= Ōshima, Nagasaki (Kitamatsuura) =

Municipality in Nagasaki prefecture, Japan

Ōshima (大島村, Ōshima-mura) was a village located on Azuchi-Oshima Island in Kitamatsuura District, Nagasaki Prefecture, Japan.

As of 2003, the village had an estimated population of 1,659 and a density of 106.89 persons per km^{2}. The total area was 15.52 km^{2}.

On October 1, 2005, Ōshima, along with the towns of Ikitsuki and Tabira (all from Kitamatsuura District), was merged into the expanded city of Hirado.

== Economy ==
The main occupations on the island are fishing, including fish farming, and farming. Crops include tobacco, rice, and potatoes.
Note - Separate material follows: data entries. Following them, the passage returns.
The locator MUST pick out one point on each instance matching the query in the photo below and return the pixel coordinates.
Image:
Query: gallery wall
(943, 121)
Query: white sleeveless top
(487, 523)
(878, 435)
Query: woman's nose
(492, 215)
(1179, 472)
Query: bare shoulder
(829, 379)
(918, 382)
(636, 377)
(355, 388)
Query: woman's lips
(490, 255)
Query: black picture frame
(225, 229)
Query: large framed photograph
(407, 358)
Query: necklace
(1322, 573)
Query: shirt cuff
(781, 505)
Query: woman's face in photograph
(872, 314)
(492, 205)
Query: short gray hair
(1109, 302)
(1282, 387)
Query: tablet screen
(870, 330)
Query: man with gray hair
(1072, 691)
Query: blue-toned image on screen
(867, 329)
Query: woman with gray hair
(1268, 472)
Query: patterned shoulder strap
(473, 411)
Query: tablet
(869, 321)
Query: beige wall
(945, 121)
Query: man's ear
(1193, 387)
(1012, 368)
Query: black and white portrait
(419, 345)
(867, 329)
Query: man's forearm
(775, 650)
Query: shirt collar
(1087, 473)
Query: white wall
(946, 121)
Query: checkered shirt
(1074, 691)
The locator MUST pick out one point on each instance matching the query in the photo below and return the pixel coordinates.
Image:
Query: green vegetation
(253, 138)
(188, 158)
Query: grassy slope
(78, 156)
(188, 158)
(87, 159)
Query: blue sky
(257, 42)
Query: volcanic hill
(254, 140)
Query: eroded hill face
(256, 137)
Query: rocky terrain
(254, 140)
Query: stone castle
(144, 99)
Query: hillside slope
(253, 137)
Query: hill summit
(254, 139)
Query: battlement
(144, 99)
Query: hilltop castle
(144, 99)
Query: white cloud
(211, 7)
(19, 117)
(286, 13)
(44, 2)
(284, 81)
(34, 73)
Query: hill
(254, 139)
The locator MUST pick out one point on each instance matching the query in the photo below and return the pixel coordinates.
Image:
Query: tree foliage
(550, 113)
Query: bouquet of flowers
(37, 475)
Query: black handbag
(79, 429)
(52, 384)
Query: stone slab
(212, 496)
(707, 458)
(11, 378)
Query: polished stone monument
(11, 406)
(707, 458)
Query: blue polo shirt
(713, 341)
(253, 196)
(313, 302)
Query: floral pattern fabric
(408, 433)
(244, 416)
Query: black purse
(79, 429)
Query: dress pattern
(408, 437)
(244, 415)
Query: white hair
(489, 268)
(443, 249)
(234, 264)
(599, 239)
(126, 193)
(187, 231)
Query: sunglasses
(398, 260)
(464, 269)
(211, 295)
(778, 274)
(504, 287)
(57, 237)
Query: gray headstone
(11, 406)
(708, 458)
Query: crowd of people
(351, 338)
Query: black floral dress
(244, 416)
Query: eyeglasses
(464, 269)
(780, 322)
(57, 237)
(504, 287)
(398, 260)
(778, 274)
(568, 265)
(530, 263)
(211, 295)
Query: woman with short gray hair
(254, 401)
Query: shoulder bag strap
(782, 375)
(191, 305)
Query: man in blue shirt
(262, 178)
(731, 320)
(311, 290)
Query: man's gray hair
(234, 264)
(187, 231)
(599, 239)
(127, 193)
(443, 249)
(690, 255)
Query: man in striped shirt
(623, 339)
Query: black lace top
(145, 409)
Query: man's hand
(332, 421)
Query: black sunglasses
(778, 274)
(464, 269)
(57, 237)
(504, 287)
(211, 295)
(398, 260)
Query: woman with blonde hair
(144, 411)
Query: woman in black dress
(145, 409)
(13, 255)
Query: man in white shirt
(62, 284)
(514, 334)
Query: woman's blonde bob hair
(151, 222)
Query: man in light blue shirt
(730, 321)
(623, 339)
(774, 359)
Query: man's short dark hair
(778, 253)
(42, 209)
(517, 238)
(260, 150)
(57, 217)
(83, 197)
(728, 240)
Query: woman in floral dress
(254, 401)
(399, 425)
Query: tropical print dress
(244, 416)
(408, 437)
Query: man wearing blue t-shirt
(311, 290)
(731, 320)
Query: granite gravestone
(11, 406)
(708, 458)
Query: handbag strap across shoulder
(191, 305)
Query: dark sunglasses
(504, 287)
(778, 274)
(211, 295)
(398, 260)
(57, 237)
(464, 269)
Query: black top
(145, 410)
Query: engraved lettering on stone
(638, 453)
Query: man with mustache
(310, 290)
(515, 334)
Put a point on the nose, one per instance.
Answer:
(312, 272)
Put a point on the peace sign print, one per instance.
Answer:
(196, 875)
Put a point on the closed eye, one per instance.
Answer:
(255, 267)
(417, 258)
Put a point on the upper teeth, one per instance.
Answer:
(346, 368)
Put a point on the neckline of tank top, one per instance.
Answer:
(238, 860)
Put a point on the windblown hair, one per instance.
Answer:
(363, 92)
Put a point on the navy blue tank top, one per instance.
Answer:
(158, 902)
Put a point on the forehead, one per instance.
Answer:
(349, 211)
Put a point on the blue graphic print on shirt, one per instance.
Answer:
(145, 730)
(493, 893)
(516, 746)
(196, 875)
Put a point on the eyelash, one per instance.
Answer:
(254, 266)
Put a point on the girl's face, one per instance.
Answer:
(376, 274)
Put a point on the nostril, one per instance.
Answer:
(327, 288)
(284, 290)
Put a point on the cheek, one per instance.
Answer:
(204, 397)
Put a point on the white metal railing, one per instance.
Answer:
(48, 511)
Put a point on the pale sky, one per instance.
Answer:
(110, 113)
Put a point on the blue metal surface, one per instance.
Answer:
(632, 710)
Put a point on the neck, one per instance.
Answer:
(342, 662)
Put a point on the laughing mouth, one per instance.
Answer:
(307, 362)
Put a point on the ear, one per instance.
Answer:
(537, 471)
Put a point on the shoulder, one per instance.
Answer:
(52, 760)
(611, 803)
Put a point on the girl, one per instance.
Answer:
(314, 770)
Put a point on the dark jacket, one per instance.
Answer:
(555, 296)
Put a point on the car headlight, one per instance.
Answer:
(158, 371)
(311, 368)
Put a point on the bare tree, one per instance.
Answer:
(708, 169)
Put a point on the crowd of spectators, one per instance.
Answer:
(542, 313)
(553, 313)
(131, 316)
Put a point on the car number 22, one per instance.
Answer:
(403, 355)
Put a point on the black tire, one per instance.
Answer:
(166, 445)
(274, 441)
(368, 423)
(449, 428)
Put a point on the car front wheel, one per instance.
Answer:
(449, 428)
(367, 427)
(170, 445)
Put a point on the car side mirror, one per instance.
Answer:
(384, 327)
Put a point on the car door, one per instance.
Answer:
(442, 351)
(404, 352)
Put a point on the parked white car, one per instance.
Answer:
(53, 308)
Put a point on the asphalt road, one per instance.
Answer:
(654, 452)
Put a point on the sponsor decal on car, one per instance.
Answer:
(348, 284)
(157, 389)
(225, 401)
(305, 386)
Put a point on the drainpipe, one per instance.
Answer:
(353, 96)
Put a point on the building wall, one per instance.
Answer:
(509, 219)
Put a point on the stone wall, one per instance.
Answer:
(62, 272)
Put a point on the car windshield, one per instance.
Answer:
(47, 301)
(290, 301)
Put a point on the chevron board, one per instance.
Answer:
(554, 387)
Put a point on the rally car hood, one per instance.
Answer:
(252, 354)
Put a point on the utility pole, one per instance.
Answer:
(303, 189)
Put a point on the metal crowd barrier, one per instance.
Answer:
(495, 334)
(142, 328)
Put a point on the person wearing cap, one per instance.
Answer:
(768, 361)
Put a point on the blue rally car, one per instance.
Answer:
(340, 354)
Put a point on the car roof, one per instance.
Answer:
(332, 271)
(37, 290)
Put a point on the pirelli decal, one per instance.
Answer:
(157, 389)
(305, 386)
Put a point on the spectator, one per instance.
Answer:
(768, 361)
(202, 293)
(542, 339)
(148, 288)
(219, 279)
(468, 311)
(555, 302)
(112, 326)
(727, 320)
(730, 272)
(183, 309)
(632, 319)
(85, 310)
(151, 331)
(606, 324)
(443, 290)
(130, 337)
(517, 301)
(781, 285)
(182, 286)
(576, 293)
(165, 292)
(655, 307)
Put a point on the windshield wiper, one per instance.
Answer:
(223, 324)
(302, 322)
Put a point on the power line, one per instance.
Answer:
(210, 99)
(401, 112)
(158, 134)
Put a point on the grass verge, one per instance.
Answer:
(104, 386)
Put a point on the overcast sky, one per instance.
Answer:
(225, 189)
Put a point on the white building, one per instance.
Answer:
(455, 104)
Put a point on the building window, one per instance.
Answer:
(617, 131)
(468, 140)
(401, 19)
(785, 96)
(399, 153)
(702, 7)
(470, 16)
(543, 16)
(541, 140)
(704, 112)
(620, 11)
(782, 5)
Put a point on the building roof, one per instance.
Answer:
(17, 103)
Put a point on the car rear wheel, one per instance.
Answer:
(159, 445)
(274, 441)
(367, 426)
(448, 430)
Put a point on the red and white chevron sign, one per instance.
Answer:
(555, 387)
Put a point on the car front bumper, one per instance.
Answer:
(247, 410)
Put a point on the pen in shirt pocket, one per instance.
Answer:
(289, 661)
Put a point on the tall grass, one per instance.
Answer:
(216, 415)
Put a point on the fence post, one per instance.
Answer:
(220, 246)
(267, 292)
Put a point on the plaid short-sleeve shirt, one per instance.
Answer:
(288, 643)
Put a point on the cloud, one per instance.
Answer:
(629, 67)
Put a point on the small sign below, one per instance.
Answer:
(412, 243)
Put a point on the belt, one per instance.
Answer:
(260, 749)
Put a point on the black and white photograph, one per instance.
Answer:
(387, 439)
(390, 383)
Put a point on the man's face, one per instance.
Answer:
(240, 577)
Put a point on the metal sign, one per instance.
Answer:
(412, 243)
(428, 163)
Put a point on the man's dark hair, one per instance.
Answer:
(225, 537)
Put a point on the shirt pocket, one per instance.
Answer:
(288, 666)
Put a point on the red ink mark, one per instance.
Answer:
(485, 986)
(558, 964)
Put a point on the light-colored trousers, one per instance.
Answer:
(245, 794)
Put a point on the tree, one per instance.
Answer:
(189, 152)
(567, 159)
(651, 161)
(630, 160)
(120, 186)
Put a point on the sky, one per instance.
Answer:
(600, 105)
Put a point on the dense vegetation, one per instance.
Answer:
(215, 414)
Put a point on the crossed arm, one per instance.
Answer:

One use of Ōshima's rice is in the brewing of sake. Other occupations include local government and school teachers. There are also over a dozen wind turbines beautifully located on the island. This wind farm is operated by the company Mitsuuroko Green Energy. The installation consists of 16 Vestas V80-2.0MW with a nameplate capacity of 32000 kW. It began full operation in 2007.

== Access ==
Ōshima can only be reached via a ferry boat from Hirado Port. It takes approximately 45 minutes to get to the island and there are five departures every day in each direction.

== Education ==
There is a public primary school, middle school, and nursery. In March 2011, the only high school on the island closed its doors after its last nine students graduated. During its last three years as an institution, there were as many students as teachers. This closure was due to the general declining birthrate in Japan. Three years earlier the school had stopped accepting incoming students. The building was transferred to the City of Hirado and turned into a community center. Some of the former students at the high school were boarders, some were trouble kids in other schools. The boarders also served to keep up the student numbers in Ōshima's small population.

==Entertainment==

Ōshima has a pachinko parlor, a snack tavern (karaoke), as well as two izakaya.